Zakho Sport Club, also spelled as Zaxo Sport Club ( / Yana Zaxo ya Werzişî) is a sports club based in Zakho, Iraqi Kurdistan.

History
Football in Zakho was played unofficially from the early 1920s with many local amateur games as well as school competitions regularly being held in Zakho or nearby districts. This eventually led to the formation of the first ever football team in Zakho in 1948. This was made up of local workers and young men.

Beginnings

In 1986 the management team of the Zakho Youth Sporting Center which consisted of president Yousef Dawad Jabo as well as members: Ali Omran, Bashar Rahmallah, Khaled Hussein, Neshan Kerob, Khalat Ramadan and Khwaste Furman came up with the idea of starting Zakho Football Club to replace the Sporting Center or to be a part of it. According to the National Olympic Committee of Iraq one of the requirements for the creation of the club was that there was to be actual participation of the Sporting Center in sports competitions for at least one year before the club could be registered. So the sporting committee set up teams for different age groups and started competing in different Friendly Matches.

Regional Championship
In 1986 Zakho competed in a regional tournament in Duhok under the name of Zakho Youth Center against Duhok Police, Duhok Youth Center, Duhok students and Duhok SC.
Zakho went on to win the competition after defeating all the participants including Duhok FC on penalties. In addition to the regional tournament that the Sporting Center achieved, they also found success in other sports such as Basketball, Wrestling, Weightlifting and Bodybuilding which improved their establishment bid significantly. Finally on June 3, 1987 the club was officially registered.

Debut season
Since the club's inception in 1987 the club did not participate in any competition mandated by the Iraqi FA until 1990 for various reasons. Eventually they participated in the 1990/91 Third Division where they were in the Northern Group alongside At-Ta'mim club, Serwan club, Alkarma and Qurqosh. Each team would play home and away where the winner would go to the final of the 3rd league - the winner of this would be promoted to the Second Division. Zakho would top the group with 15 points but the 1991 uprisings in Iraq led to the cancellation of the remainder of the Iraqi football calendar. Zakho fans everywhere were extremely upset.

1991–92 season
The following season saw Zakho to return to sporting activities after head of the Olympic Committee Uday Hussein guaranteed not to interfere with any Northern Iraqi sportsmen. Zakho were once again in the Northern group after being drawn with Duhok SC, Qaraqosh, Al Karama and Tel Afar. Zakho topped the group after 5 wins and 3 draws and qualified to the final round.
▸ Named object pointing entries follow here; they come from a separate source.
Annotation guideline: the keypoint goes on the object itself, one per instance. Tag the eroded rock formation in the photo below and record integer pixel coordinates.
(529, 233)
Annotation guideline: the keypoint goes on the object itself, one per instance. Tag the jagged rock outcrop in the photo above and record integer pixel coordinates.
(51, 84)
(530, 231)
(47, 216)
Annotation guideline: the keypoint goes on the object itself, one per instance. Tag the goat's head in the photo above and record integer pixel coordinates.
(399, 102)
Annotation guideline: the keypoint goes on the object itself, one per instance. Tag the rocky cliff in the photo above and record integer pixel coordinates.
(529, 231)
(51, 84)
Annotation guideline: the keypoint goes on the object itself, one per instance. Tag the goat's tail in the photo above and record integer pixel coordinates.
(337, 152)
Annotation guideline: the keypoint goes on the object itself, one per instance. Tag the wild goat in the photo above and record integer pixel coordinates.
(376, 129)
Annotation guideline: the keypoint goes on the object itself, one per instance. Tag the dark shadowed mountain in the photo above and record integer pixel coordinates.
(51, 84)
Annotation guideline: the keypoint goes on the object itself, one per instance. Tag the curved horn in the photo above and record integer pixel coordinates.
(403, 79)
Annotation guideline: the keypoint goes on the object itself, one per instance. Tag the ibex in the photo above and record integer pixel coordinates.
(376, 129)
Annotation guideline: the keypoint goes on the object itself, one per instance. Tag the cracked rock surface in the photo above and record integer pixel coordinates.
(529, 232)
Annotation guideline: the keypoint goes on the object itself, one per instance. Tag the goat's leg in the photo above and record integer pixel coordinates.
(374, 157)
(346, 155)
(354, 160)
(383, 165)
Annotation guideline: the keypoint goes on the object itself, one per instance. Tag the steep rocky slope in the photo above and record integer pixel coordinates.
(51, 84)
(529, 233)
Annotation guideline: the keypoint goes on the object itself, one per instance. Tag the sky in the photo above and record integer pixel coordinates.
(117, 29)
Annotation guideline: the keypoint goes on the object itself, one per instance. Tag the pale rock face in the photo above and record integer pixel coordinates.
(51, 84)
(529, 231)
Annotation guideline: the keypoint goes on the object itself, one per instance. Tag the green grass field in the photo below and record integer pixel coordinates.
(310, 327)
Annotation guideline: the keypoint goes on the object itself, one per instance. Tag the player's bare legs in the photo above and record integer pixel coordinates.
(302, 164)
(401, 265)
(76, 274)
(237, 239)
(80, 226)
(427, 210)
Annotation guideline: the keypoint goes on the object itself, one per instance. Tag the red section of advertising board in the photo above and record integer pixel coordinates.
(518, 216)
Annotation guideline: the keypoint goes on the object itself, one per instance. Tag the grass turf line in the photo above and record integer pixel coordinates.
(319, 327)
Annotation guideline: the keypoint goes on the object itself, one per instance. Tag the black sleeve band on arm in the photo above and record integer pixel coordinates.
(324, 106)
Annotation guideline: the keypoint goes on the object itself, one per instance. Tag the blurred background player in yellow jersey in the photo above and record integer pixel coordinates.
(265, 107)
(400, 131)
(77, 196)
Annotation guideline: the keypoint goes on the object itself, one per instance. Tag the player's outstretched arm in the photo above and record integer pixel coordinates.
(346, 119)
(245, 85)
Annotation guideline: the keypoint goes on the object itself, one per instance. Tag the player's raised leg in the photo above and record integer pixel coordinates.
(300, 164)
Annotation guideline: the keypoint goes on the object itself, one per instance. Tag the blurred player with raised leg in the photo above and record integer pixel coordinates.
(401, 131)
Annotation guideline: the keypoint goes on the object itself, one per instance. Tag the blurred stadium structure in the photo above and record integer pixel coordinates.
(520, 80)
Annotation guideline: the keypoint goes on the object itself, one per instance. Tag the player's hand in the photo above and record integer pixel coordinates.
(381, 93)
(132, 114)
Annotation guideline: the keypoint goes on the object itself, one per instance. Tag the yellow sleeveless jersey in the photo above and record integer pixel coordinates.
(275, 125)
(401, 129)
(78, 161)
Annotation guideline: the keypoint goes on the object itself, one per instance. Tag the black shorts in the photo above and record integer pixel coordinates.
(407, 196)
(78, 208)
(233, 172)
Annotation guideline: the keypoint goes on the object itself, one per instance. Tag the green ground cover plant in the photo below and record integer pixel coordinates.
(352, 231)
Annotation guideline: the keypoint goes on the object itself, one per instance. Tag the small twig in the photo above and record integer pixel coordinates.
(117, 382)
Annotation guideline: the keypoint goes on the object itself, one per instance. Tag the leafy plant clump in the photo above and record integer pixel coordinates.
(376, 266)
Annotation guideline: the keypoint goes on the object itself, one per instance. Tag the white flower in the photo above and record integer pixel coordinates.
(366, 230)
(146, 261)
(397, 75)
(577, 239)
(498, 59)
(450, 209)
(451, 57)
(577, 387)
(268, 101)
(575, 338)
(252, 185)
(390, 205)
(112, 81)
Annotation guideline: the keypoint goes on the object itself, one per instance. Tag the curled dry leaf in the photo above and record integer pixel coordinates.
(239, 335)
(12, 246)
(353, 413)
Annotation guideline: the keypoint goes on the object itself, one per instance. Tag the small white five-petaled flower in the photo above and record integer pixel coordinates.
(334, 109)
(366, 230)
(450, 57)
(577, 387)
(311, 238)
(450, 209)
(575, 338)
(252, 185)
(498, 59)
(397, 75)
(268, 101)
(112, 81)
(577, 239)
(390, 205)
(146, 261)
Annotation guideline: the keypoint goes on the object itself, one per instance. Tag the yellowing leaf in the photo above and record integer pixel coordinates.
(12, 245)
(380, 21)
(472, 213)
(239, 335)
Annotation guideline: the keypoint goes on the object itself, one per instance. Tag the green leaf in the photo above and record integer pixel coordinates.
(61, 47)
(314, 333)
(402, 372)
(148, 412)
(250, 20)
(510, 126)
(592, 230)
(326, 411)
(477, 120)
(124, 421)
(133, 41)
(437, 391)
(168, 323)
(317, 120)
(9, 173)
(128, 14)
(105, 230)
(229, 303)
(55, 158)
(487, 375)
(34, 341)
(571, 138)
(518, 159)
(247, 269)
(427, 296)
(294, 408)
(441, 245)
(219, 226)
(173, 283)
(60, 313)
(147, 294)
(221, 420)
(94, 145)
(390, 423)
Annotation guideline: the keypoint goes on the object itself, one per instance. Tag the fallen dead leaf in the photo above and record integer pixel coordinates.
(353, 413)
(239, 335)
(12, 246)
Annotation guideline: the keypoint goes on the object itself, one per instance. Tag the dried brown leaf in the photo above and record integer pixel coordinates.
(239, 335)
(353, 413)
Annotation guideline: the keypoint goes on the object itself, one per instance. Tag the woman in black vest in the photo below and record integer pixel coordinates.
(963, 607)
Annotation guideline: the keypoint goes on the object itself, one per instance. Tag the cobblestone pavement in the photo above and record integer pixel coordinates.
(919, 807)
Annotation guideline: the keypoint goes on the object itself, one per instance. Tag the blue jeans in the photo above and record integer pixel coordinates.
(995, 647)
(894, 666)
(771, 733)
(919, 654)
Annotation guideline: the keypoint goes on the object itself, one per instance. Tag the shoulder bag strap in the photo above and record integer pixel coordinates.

In the final round Zakho were to play each of Samawa FC, The Neighborhood and Al Hillah. The format was each team to play each other in a single-legged tie. Zakho won the group with 7 points and were crowned Iraqi Third Division champions and qualified to the second division.

New stadium
On June 3, 2015 Zakho FC celebrated the opening of their new stadium, known as Zakho International Stadium with an unofficial friendly against the Iraqi national team. The match was notable as Shwan Jalal made his Iraq debut and kept a clean sheet in a 2-0 victory for Iraq. Despite this, the new stadium has been a success and the club's fans hope there will be bright times ahead for Zakho FC.

Premier League
Zakho continued to compete in the Iraqi Premier League. In 2015-16 the club narrowly missed out on progression to the elite league, finishing 5th in their area group just one point behind the final elite league spot.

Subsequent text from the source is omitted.